To follow this tutorial, make sure you have Python and the requests-html library installed on your system. You can install requests-html using pip:

pip install requests-html

Additionally, we will use the beautifulsoup4 library to process HTML content and the hashlib module to calculate hashes for comparison purposes. Install these dependencies as well:

pip install beautifulsoup4

Performing Initial Website Request

To start, we need to make an initial request to the website we want to monitor. We will then save the HTML content and calculate its hash value.

import requests
from bs4 import BeautifulSoup
import hashlib

# Define the website URL
url = "https://www.example.com"

# Send a GET request to the website
response = requests.get(url)

# Parse the HTML content
soup = BeautifulSoup(response.text, "html.parser")

# Calculate the hash value of the HTML content
html_hash = hashlib.md5(response.text.encode()).hexdigest()

Checking for Changes

To monitor the website for changes, we can repeat the initial request periodically and compare the obtained hash with the previous one.

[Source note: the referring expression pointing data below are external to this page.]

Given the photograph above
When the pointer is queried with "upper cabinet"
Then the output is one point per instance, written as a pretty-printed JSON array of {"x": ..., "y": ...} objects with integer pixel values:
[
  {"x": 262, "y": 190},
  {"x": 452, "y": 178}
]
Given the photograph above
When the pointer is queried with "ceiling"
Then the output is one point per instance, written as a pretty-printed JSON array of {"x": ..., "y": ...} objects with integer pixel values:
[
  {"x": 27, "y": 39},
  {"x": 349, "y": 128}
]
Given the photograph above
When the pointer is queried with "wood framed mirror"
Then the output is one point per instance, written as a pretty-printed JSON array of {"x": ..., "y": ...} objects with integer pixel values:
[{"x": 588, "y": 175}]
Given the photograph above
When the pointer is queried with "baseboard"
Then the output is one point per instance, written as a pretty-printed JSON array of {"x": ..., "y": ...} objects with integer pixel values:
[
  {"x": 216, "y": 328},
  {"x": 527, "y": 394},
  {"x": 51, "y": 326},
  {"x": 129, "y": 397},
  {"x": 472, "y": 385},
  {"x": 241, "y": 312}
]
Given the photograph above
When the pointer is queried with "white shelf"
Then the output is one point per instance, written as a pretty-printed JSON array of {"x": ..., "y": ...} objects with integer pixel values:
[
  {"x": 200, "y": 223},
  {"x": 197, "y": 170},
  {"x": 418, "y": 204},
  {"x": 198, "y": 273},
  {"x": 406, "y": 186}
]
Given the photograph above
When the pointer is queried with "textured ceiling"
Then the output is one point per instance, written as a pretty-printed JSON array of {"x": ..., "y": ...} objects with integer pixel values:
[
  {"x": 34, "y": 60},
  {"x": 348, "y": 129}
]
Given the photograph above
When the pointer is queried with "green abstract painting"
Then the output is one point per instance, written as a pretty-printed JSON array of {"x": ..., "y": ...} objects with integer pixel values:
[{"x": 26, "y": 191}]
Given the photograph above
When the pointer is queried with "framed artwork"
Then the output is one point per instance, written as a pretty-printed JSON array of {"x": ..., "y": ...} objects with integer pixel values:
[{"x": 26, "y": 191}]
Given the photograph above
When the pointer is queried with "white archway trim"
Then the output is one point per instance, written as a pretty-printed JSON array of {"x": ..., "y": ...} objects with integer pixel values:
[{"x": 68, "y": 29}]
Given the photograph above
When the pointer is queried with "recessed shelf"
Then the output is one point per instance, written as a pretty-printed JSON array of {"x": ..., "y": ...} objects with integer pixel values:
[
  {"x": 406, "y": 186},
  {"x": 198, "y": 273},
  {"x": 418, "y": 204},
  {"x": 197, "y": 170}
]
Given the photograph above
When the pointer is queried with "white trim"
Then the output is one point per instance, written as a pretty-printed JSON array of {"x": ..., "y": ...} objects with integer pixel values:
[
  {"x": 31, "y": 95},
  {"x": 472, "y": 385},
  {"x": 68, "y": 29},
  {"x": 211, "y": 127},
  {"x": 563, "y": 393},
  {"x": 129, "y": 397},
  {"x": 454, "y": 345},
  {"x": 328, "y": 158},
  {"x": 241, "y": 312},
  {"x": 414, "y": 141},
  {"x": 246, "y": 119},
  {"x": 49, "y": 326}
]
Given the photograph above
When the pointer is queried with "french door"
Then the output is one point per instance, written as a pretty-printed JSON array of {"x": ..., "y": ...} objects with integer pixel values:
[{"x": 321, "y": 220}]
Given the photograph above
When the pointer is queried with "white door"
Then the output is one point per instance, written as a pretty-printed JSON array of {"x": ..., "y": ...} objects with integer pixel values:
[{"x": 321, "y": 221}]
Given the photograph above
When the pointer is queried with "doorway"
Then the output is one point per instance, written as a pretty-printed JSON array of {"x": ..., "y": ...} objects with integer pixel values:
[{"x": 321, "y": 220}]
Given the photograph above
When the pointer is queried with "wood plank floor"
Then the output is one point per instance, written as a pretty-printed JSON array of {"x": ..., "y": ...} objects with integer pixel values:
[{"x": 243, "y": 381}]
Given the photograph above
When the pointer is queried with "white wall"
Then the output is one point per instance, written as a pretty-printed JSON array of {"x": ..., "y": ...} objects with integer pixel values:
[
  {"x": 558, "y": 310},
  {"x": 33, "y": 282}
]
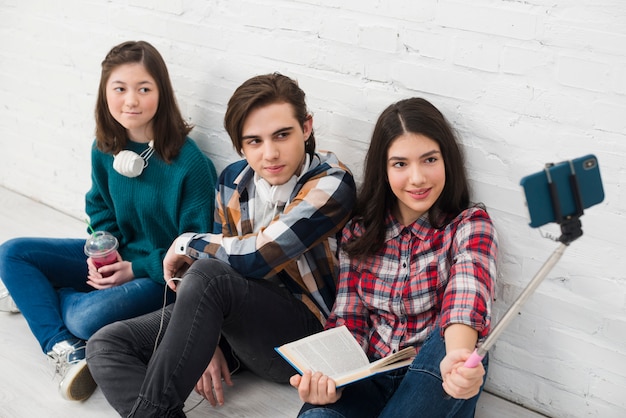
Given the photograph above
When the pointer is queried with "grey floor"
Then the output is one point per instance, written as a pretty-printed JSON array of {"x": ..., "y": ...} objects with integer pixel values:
[{"x": 28, "y": 388}]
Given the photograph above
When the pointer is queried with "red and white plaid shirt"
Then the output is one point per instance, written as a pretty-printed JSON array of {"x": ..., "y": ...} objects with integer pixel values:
[{"x": 421, "y": 278}]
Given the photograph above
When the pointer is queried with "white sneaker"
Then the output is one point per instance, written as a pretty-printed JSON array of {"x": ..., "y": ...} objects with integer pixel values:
[
  {"x": 7, "y": 304},
  {"x": 69, "y": 362}
]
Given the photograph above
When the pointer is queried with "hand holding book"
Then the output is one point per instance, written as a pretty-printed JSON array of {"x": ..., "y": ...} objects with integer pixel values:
[{"x": 336, "y": 354}]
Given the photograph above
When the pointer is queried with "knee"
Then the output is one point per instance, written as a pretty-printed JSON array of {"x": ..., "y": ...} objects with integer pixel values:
[
  {"x": 210, "y": 267},
  {"x": 203, "y": 273},
  {"x": 13, "y": 248},
  {"x": 110, "y": 338}
]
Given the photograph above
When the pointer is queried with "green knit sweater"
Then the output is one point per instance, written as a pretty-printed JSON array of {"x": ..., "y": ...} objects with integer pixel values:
[{"x": 147, "y": 213}]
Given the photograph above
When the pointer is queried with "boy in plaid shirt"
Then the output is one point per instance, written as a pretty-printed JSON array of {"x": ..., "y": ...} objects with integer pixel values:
[{"x": 264, "y": 277}]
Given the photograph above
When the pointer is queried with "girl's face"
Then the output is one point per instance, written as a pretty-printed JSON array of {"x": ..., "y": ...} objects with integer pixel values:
[
  {"x": 416, "y": 175},
  {"x": 133, "y": 99},
  {"x": 273, "y": 142}
]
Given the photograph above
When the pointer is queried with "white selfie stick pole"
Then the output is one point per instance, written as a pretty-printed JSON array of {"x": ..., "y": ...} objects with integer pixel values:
[{"x": 481, "y": 351}]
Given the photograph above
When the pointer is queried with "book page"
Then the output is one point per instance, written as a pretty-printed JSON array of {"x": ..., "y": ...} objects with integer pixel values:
[{"x": 332, "y": 352}]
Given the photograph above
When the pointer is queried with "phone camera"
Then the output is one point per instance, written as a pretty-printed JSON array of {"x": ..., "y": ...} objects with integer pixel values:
[{"x": 589, "y": 164}]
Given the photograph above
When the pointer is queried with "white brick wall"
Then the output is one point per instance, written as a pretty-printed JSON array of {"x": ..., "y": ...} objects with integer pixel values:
[{"x": 524, "y": 83}]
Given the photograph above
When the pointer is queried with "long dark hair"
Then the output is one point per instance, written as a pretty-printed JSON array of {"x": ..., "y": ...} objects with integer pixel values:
[
  {"x": 375, "y": 196},
  {"x": 170, "y": 129},
  {"x": 261, "y": 91}
]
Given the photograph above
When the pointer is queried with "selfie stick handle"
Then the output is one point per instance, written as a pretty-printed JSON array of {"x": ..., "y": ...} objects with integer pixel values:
[{"x": 481, "y": 351}]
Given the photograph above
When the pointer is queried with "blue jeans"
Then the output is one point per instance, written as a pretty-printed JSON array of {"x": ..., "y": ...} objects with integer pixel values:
[
  {"x": 47, "y": 277},
  {"x": 213, "y": 300},
  {"x": 414, "y": 391}
]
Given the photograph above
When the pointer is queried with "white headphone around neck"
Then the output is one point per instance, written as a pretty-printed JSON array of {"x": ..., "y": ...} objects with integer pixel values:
[{"x": 130, "y": 164}]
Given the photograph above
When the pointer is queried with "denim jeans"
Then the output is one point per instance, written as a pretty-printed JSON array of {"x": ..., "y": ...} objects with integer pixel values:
[
  {"x": 414, "y": 391},
  {"x": 254, "y": 316},
  {"x": 47, "y": 277}
]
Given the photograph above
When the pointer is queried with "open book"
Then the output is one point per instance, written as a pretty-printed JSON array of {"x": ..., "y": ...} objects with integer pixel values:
[{"x": 338, "y": 355}]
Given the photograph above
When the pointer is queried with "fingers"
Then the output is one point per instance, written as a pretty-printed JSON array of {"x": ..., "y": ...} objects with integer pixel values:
[
  {"x": 463, "y": 382},
  {"x": 316, "y": 388}
]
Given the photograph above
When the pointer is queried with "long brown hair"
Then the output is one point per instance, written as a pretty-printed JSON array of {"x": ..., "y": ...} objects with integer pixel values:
[
  {"x": 170, "y": 129},
  {"x": 376, "y": 198},
  {"x": 261, "y": 91}
]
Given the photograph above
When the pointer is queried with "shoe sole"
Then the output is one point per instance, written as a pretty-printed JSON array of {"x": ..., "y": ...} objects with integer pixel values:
[{"x": 77, "y": 384}]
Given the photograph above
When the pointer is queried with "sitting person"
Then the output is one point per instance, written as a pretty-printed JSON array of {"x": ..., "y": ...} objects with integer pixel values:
[
  {"x": 417, "y": 269},
  {"x": 265, "y": 276},
  {"x": 62, "y": 294}
]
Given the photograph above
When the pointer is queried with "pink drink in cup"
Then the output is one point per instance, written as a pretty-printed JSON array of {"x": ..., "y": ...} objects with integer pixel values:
[{"x": 101, "y": 246}]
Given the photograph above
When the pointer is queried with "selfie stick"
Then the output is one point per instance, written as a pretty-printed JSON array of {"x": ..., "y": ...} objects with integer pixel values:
[{"x": 570, "y": 230}]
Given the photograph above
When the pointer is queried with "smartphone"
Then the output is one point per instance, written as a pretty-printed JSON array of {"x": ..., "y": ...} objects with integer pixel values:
[{"x": 557, "y": 179}]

If the hash values differ, it means that the webpage has been updated.

We can also extract specific information from the webpage using the soup object and send notifications as required.

import time

# Define the interval (in seconds) between each check
interval = 300  # 5 minutes

while True:
    # Perform the website request
    response = requests.get(url)
    new_hash = hashlib.md5(response.text.encode()).hexdigest()

    # Compare the new and previous hashes
    if new_hash != html_hash:
        # Website has changed, perform necessary actions here
        print("Website updated!")

        # Update the stored hash value
        html_hash = new_hash

    # Wait for the specified interval
    time.sleep(interval)

Conclusion

Using the requests-html library in Python, along with beautifulsoup4 and hashlib, we can easily detect changes on a website. By periodically comparing hash values, we can effectively monitor website updates and take appropriate actions when necessary.

This approach is a basic implementation, but you can enhance it further by customizing the comparison logic or integrating it with a notification system to receive alerts when changes occur.